Systemic Juvenile Idiopathic Arthritis Accompanied by Immune Myocarditis.

We report here the case of a 13-year-old boy with refractory systemic juvenile idiopathic arthritis, characterized by acute myocarditis. The patient had various symptoms, including fever, rash, and polyarthritis, and subsequently, he developed chest pain, nausea, and vomiting. From the biochemical tests, it proved the existence of NT-proBNP (N-terminal fragment of B-type natriuretic peptide) 3450 pg/mL, cTnI (cardiac troponin I) 0.635 μg/L, interleukin 6 (IL-6) 167.20 pg/mL, and ferritin 16,500 ng/mL. Electrocardiogram showed ST segment down and a decrease in T-wave amplitude. Echocardiography revealed thickened ventricular septum and ventricular wall and a moderate pericardial effusion (Figs. 1A, B).

FIGURE 1

Echocardiography. Parasternal long-axis view (A) and short-axis view (B) of papillary muscle of left ventricle. Thickened interventricular septum and posterior wall of left ventricle (red arrows) and moderate to large amount of pericardial effusion (yellow arrows).
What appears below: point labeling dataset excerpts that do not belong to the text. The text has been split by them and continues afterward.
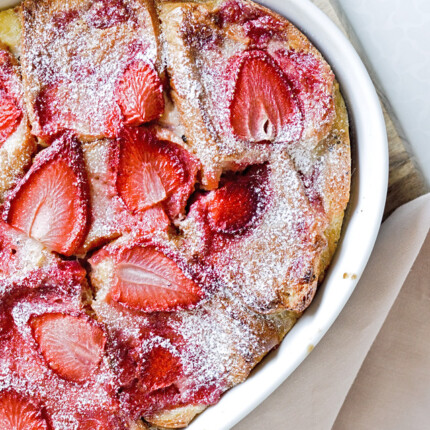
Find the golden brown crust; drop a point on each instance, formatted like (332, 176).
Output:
(198, 92)
(272, 275)
(82, 59)
(16, 152)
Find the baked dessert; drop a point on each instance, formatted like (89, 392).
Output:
(175, 180)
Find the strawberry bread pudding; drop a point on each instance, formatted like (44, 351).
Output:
(173, 180)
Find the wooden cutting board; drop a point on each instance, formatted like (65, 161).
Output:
(406, 181)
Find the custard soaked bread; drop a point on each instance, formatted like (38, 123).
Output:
(80, 59)
(168, 210)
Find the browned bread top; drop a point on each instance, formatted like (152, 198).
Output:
(199, 173)
(74, 55)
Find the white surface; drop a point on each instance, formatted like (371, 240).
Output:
(365, 212)
(395, 38)
(368, 198)
(391, 390)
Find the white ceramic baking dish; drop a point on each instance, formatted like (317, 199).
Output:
(364, 213)
(369, 186)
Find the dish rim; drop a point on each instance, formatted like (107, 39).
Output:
(364, 214)
(369, 147)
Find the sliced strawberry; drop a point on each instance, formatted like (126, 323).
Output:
(50, 203)
(263, 107)
(152, 171)
(72, 346)
(148, 280)
(10, 115)
(232, 208)
(160, 369)
(140, 94)
(236, 206)
(312, 81)
(17, 413)
(99, 420)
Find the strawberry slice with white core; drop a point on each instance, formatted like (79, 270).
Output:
(10, 116)
(72, 346)
(50, 204)
(17, 413)
(263, 107)
(152, 171)
(140, 94)
(147, 280)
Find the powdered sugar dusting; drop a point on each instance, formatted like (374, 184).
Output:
(72, 64)
(255, 279)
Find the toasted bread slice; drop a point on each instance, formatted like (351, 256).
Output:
(87, 50)
(10, 30)
(17, 144)
(217, 343)
(212, 48)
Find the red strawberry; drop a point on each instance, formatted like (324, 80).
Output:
(237, 204)
(146, 279)
(312, 81)
(140, 94)
(232, 208)
(10, 115)
(160, 369)
(99, 420)
(152, 171)
(263, 107)
(17, 413)
(50, 203)
(72, 346)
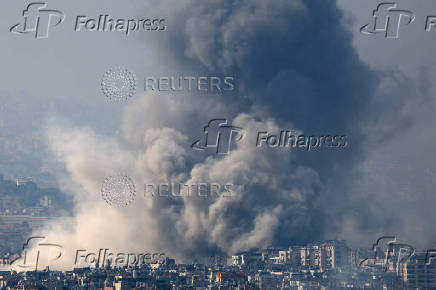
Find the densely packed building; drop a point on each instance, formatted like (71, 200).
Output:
(324, 265)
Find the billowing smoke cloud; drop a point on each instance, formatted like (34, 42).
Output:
(295, 69)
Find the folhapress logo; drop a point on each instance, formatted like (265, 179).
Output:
(37, 19)
(218, 134)
(388, 20)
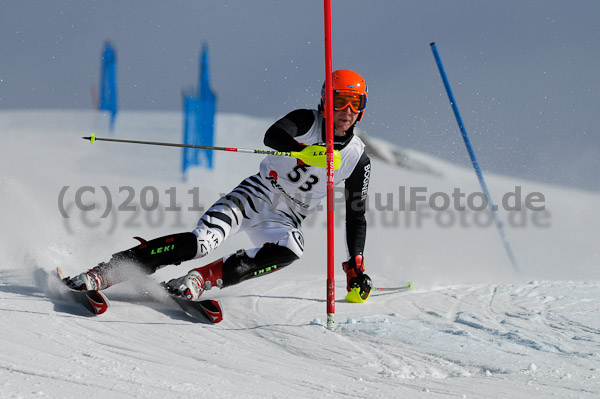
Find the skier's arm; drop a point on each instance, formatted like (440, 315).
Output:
(280, 136)
(357, 186)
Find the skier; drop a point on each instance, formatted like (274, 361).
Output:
(269, 206)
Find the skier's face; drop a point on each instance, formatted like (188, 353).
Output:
(342, 120)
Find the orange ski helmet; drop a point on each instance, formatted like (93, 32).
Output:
(349, 90)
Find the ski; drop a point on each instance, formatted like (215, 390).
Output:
(94, 301)
(409, 286)
(206, 310)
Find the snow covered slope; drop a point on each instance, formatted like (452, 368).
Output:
(473, 328)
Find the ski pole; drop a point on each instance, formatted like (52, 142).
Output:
(312, 155)
(467, 141)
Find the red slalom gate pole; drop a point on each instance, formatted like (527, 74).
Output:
(330, 186)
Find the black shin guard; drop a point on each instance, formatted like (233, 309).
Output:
(270, 258)
(151, 255)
Cardiac magnetic resonance illustrated subendocardial patchy perfusion defect of the left ventricular inferior wall, inferior septum, and inferior lateral wall (Figs. 2A, B), indicating the clinical signs of myocardial ischemia. The delayed myocardial enhancement exhibited that the left and right ventricles were scattered and strengthened (Figs. 3A, B), representing myocardial fibrosis.

FIGURE 2

Cardiac magnetic resonance. A and B, First-pass perfusion imaging suggests that the left ventricular inferior wall, inferior septum, and inferior lateral wall have subendocardial patchy perfusion defects (red arrows).

FIGURE 3

Cardiac magnetic resonance. A and B, Delayed myocardial enhancement indicates that the left and right ventricles are scattered and have delayed enhancement, which is obvious under the epicardium and middle myocardium (red arrows).

The patient did not respond to high-dose methylprednisolone and γ-globulin and was subsequently adjusted to tocilizumab (IL-6 monoclonal antibody). After 48 hours of tocilizumab administration, his symptoms were relieved. The cardiac dysfunctions recovered during the 18 months of follow-up.

The systemic juvenile idiopathic arthritis–related cardiac complications are critically affecting pericardium, myocardium, endocardium, coronary artery, heart valves, and cardiac conduction.[1] However, they are obviously underestimated for the absence of specific means to detect the subclinical forms of cardiovascular system damage.[2,3] Cardiac magnetic resonance is a powerful technology to detect cardiovascular system damage at an early stage, thereby stratifying the risk of patients and formulating individualized treatment.

Interleukin 6 is involved in myocardial inflammation and ventricular remodeling.[4] Up to now, tocilizumab has achieved significant clinical affects with promising benefits.[5] Most importantly, more researches are still needed to identify IL-6–sensitive individuals at an early stage and determine the best time to initiate the therapy.